Andrew I believe you are mistaken. He was talking about for DADT not ENDA. Isn't that true Jillian?

I'm not sure, Rann. This was in Michelangelo Signorile's Town Hall. At first I thought I heard Joe say his six Senators were on ENDA, but then when he mentioned them, they were on DADT. He didn't mention ENDA Senators.

We need those "six Senators" for anything LGBT-related. At best we have only 54 votes in the Senate and even that isn't certain.

So, an important question to ask is why bother in the House if we can't pass anything in the Senate? Nancy Pelosi answered that question by saying She wouldn't have "any controversial votes in the House." Pelosi is trying to preserve a Democratic Majority. What are we trying to preserve or prove by having that vote?

Laura Hart | April 27, 2010 2:56 PM

In the article you had published in Roll Call, I think you said Media Matters had debunked the Washington Times editorial (or maybe it was TVC article). Could you provide a link? I'm searching the Media Matters web page and can't find one on this subject.

House - 241
Senate - 0 (won't be allowed to come to a vote this year)

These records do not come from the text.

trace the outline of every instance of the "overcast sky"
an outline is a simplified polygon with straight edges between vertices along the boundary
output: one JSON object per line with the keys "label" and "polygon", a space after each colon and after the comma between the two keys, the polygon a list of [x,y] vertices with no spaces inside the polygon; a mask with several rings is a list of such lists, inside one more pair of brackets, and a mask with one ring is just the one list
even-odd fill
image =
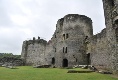
{"label": "overcast sky", "polygon": [[0,0],[0,53],[21,54],[32,37],[49,40],[67,14],[90,17],[94,34],[105,27],[102,0]]}

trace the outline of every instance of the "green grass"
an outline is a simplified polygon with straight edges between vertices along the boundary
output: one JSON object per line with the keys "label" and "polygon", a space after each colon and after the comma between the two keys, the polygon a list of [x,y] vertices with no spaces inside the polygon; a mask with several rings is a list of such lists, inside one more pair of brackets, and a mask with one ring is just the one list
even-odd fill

Amy Hunter Amy Hunter | April 28, 2010 5:27 AM

A BIG pitch for Lisa Mottet (Thanks for the link Jillian)I would argue that this woman is esteemed and most probably INestimable. I say this out of experience. Lisa helped immensely when re-drafting Kalamazoo, MI's non-discrimination ordinance. She suggested and vetted language (along with Mara Kiesling)and generally held my hand patiently while I did shuttle diplomacy between the city commission and Kalamazoo Alliance for Equality.
Lisa leaves out one salient point in her Roll Call discussion of ENDA. Lisa states: "Americans support nondiscrimination in the workplace, including ENDA..." The point I think is all too often missed is one that became glaring in Kalamazoo; while support in the general population for gay and transgender equality is overwhelming, a disproportionate number of those in support do not understand that we do not have protections--in the workplace, in housing and in access to public accomodations. The broader population assumes that we already enjoy the same rights that they do.

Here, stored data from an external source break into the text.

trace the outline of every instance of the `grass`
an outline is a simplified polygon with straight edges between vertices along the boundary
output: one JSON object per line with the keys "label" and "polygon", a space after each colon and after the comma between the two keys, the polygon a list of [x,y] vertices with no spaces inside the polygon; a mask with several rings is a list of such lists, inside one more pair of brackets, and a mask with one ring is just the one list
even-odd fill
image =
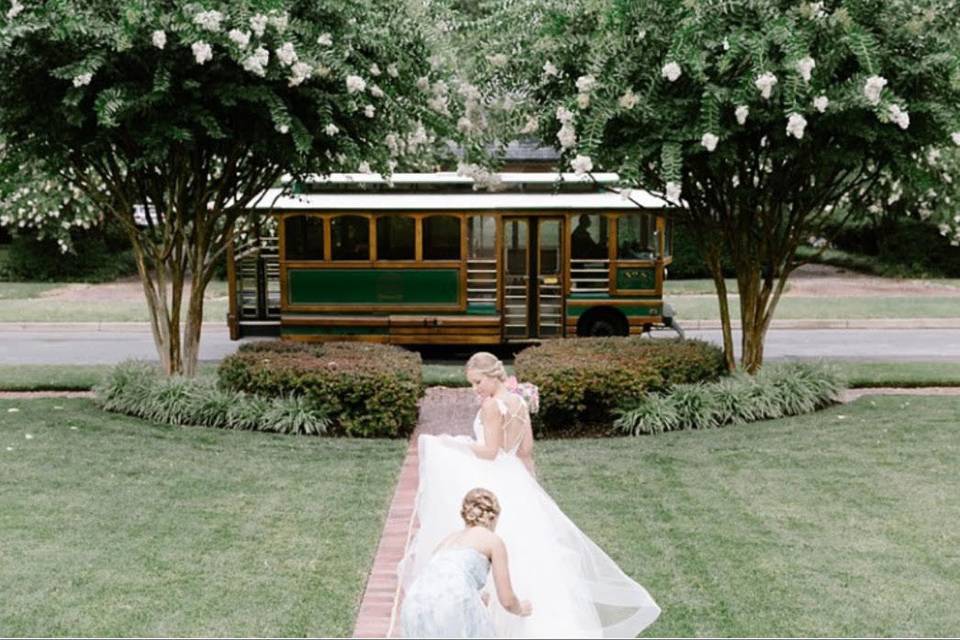
{"label": "grass", "polygon": [[63,286],[62,282],[0,282],[0,300],[29,300]]}
{"label": "grass", "polygon": [[[729,296],[730,314],[740,317],[740,301]],[[664,300],[684,320],[716,320],[720,317],[714,296],[665,296]],[[824,298],[785,296],[774,311],[776,320],[868,318],[956,318],[960,317],[960,298],[949,296],[870,296]]]}
{"label": "grass", "polygon": [[852,388],[958,387],[960,362],[863,362],[829,360]]}
{"label": "grass", "polygon": [[[207,300],[203,319],[226,322],[227,301]],[[104,302],[62,301],[45,298],[14,300],[0,306],[0,322],[149,322],[147,303],[141,300]]]}
{"label": "grass", "polygon": [[[727,291],[736,292],[737,281],[733,278],[727,278]],[[787,283],[787,290],[790,290],[790,283]],[[685,295],[715,295],[717,292],[713,280],[709,278],[692,280],[664,280],[663,294],[667,296],[685,296]]]}
{"label": "grass", "polygon": [[[0,322],[148,322],[142,294],[129,299],[57,300],[40,294],[71,286],[63,282],[0,282]],[[76,283],[73,284],[76,286]],[[90,285],[96,286],[96,285]],[[226,321],[227,283],[212,281],[206,291],[203,317],[208,322]]]}
{"label": "grass", "polygon": [[[547,490],[663,609],[655,636],[949,636],[960,398],[538,444]],[[571,461],[576,460],[576,464]]]}
{"label": "grass", "polygon": [[[463,370],[466,359],[456,364],[424,364],[422,367],[423,384],[427,387],[469,387],[467,374]],[[508,375],[513,375],[513,365],[505,364]]]}
{"label": "grass", "polygon": [[8,636],[348,635],[407,447],[86,400],[0,400],[0,440]]}
{"label": "grass", "polygon": [[[0,391],[87,391],[112,369],[110,364],[0,365]],[[200,363],[201,374],[216,369],[215,362]]]}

If they let it out to see the light of day which in my opinion is still very questionable, and have a vote on it in the house, I will say 229. just because I figure a few will wimp out at the last minute or as they put it be unavailable for the vote. I doubt it will see the Senate. It could be passed if they wanted to make it happen but I really doubt they wish to do so. If it does not happen this session of congress, forget about it for another several years. It might get introduced again and again but it will suffer a slow convoluted death during the sessions when the Republicans control the house and senate. As for me, I have called, written, and badgered those I can as much as I dare. I am sure I am close to being thrown on the list of those who they just ignore anyway particularly in the case of my Congressman who is not going to vote for it regardless of what I do. (unless some one has some compromising photos of him I can barrow) I am guessing there is no point in my bothering my Senators as they both are co-sponsors on ENDA already apparently.

No "mark-up" and no vote. Review after mid-terms.

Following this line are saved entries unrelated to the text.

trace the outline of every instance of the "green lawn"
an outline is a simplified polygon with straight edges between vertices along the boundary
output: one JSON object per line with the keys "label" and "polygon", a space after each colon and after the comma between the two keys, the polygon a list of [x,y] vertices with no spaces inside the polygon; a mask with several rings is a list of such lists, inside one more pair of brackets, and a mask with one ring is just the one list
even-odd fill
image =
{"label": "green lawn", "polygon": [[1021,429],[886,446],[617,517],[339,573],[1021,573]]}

SkepticalCidada | April 29, 2010 12:26 PM

You can forget it after mid-terms, given the massive losses the Dems are headed toward.

You should worry less about protecting Democratic incumbents and more about enacting our legislation.

This November it will feel like Bill Clinton-1994 all over again. It makes you wonder why we put so much into politics instead of actually creating our equality.

There is no political solution to LGBT Equality. Maybe this Fall we'll realize that and get to work changing minds. We can't change votes (politics) until we change minds. We've put it off for decades. Maybe this time we'll learn.